Net losses soared to DM1.2bn ( pounds 470m) in the year to September 1993 from DM306m ( pounds 120m) the previous year. Ekkehard Schulz, chief executive, said the continuing drive to cut costs will mean a further 2,000 jobs will be lost in the 1994/5 fiscal year, bringing the workforce down to 22,000.
Mr Nordmeyer held out hope of a return to profit in the year ending September 1995. The company's restructuring measures will help to bring about an important reduction in Thyssen Stahl's losses already this year, but the European market will remain too weak for any significant turnaround.
Production this business year is expected to remain at the same unsatisfactory level, according to Mr Schulz. However, he said that the worst was over. Steel group sales fell 7 per cent to DM2.5bn in the first quarter of 1993/4 from a year earlier.
Thyssen Stahl's woes were compounded by the announcement that the loss-making eastern German steel maker, Eko Stahl, has been sold to Riva, the Italian steel firm. The Treuhand, the agency charged with privatising former East German state assets, put an end to three years of tortuous negotiations over Eko's fate by finalising the deal with Riva.
At a time when European steel makers are being forced to look for capacity cuts, big private companies like Thyssen Stahl vigorously opposed the attempts to rescue Eko Stahl.

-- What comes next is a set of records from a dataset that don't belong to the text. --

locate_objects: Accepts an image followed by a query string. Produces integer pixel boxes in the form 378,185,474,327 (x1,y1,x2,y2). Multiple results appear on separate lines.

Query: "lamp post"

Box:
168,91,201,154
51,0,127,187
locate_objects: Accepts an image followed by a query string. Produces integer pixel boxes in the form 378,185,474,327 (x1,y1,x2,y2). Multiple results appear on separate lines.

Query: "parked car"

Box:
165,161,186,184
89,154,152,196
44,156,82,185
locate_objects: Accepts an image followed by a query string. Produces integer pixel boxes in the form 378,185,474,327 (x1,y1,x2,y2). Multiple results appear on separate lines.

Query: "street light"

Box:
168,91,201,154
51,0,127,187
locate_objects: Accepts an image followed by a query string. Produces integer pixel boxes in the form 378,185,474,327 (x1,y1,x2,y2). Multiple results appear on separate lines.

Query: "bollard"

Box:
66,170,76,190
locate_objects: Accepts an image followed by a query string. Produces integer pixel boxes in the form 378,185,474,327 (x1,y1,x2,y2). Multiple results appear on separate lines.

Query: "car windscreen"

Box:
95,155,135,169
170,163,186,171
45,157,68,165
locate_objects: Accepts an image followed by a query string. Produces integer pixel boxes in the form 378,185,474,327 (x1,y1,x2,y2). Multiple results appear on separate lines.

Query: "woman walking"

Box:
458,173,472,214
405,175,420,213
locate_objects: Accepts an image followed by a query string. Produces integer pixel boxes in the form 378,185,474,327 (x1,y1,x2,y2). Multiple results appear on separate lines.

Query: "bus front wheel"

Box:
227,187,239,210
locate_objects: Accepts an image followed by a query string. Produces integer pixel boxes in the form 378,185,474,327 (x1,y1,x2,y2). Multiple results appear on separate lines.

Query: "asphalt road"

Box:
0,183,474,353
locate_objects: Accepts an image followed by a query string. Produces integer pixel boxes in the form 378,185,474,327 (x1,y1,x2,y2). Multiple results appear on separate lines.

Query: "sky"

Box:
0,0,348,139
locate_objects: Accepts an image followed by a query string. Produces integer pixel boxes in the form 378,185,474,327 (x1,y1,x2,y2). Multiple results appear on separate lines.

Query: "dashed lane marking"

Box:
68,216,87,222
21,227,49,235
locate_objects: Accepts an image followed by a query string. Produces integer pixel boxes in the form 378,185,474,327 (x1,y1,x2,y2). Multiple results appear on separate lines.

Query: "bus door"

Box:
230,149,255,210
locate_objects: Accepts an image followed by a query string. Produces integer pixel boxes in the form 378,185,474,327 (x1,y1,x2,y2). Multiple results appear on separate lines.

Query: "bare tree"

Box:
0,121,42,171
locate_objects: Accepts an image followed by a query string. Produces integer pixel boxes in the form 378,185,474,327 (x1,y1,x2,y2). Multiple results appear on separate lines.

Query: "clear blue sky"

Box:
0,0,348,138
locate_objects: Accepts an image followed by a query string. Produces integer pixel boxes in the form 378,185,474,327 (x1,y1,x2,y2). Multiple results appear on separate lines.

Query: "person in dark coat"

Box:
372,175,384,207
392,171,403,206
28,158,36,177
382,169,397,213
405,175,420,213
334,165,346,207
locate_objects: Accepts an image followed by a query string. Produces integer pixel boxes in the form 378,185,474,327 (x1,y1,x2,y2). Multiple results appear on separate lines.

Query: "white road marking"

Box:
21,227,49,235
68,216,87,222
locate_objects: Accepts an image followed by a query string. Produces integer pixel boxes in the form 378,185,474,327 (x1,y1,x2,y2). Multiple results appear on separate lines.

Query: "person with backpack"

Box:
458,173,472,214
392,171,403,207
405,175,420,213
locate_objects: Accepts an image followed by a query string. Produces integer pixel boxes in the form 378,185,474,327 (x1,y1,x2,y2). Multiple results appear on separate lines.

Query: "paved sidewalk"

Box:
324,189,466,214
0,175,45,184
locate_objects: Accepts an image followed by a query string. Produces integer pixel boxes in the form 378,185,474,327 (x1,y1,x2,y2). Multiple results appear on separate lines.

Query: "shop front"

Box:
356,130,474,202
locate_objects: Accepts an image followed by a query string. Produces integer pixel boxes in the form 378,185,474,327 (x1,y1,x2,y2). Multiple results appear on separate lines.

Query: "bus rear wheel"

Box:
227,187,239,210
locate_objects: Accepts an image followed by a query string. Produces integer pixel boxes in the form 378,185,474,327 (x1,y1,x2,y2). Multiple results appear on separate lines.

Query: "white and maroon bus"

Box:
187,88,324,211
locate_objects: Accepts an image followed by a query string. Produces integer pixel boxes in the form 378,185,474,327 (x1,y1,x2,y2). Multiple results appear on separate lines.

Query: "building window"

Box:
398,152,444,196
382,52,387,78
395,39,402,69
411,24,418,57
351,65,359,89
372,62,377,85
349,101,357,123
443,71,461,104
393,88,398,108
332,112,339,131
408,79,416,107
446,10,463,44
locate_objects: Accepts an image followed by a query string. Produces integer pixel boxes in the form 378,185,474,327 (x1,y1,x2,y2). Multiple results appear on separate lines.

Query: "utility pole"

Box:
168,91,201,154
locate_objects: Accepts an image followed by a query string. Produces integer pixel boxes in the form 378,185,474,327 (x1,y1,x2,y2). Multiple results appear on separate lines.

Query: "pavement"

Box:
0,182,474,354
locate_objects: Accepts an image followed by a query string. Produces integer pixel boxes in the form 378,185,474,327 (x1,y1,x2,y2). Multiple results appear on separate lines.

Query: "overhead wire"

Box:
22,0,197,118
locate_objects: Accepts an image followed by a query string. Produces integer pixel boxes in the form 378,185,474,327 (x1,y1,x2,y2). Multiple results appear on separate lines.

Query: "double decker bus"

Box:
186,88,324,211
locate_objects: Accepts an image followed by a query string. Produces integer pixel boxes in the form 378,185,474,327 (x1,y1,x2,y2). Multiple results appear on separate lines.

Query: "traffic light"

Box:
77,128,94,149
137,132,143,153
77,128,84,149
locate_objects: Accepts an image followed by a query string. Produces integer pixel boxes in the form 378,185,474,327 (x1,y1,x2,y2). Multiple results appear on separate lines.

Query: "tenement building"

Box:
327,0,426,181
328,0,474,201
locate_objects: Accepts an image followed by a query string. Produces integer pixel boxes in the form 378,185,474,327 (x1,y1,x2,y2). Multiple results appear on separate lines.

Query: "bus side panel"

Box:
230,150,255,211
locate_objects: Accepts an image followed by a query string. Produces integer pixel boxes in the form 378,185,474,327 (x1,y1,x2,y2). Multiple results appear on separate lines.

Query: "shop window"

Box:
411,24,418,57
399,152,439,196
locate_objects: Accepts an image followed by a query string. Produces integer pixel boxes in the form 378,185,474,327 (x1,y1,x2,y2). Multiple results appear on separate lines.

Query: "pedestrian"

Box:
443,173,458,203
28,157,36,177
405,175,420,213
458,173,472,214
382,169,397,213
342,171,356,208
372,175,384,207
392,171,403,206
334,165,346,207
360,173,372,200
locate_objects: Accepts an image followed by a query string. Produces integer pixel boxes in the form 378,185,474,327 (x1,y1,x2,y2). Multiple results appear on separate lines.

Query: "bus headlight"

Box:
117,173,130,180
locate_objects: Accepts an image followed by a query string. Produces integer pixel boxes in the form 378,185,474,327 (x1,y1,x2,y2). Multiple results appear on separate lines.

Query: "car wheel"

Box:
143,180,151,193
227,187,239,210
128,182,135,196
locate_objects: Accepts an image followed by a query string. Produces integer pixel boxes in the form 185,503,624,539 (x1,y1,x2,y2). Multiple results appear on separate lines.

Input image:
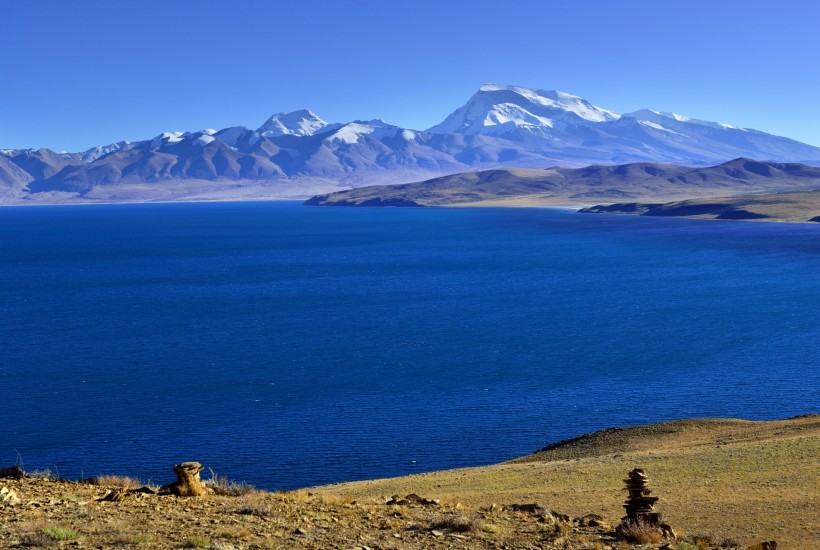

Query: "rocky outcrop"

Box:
159,462,208,497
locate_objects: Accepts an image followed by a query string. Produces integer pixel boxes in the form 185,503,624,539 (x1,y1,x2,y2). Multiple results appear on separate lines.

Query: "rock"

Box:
97,489,128,502
658,523,678,540
505,502,552,516
572,514,611,528
385,493,439,506
159,462,208,497
0,487,21,506
622,468,660,525
0,464,26,479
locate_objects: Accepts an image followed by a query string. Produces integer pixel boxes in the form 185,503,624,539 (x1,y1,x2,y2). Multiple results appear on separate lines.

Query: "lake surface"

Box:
0,202,820,489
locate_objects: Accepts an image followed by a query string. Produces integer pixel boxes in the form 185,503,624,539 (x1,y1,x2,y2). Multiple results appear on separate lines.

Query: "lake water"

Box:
0,202,820,489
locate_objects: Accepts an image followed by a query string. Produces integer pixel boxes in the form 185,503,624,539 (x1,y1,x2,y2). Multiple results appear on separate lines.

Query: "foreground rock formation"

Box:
0,415,820,550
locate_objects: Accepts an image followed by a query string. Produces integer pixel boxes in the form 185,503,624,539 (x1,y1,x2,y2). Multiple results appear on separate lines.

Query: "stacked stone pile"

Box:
624,468,660,525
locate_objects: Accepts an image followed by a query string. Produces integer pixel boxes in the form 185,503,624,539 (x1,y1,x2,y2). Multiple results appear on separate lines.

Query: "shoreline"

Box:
0,414,820,550
0,197,818,225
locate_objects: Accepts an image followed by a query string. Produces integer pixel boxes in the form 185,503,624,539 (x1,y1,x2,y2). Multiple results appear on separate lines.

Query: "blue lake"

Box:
0,202,820,489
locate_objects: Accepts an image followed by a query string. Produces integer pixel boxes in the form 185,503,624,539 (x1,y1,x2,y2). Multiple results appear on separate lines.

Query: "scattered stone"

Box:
658,523,678,540
572,514,610,527
0,464,26,479
0,487,21,506
505,502,552,516
159,462,207,497
97,489,128,502
622,468,660,526
385,493,439,506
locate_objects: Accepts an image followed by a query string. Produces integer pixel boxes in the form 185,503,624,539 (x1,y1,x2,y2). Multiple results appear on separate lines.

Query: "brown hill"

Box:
0,415,820,550
306,158,820,206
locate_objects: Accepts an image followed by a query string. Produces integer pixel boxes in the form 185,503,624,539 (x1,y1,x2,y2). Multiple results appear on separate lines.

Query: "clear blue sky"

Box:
0,0,820,151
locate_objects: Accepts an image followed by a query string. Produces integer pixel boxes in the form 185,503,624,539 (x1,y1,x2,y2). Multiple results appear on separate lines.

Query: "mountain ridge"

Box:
0,84,820,203
306,158,820,212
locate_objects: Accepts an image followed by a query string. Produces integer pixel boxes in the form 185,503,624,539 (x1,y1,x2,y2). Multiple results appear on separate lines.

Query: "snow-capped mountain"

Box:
0,84,820,202
428,84,620,137
257,109,338,137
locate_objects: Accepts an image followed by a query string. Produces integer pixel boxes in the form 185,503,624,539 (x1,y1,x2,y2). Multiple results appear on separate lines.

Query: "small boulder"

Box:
159,462,208,497
0,464,26,479
0,487,21,505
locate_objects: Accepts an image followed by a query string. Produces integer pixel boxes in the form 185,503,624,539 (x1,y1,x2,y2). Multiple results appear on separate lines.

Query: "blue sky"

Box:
0,0,820,151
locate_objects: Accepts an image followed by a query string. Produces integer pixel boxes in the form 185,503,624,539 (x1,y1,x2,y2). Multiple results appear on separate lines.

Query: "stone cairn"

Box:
623,468,660,526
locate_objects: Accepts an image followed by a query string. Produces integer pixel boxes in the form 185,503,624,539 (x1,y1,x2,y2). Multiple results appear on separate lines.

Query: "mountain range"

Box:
307,158,820,212
0,84,820,203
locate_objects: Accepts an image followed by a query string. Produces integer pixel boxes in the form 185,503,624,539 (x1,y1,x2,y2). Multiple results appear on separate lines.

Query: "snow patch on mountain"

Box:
623,109,747,132
257,109,329,137
82,141,132,162
325,119,410,144
151,132,190,149
194,134,216,147
428,84,621,136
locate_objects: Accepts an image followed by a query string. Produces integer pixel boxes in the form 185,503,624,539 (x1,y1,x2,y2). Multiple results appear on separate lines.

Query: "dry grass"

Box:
311,415,820,548
94,475,144,490
430,513,484,533
236,491,276,517
203,468,256,497
618,521,663,544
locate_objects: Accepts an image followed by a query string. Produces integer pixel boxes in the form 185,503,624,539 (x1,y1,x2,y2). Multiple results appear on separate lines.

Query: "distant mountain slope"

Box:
0,84,820,206
580,189,820,223
306,158,820,210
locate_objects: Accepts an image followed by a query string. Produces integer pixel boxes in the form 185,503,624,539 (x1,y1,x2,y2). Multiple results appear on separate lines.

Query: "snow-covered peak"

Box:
257,109,328,137
429,84,620,135
151,132,190,149
623,109,689,124
325,119,410,143
194,134,216,147
82,141,132,162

In December of last year, the European Union finally approved substantial state aid for Eko Stahl as part of a package including steel subsidies in Italy and Spain.
The German government resisted Thyssen's lobbying, arguing that Eko Stahl represented too important an element in eastern Germany's already devastated industrial landscape.
Riva has proposed turning Eko Stahl into a modern, integrated steelworks, mainly by adding a facility for producing hot-rolled coils.
Riva is taking a 60 per cent stake in Eko Stahl, with the Treuhand retaining 40 per cent and what it terms 'extensive controlling powers'.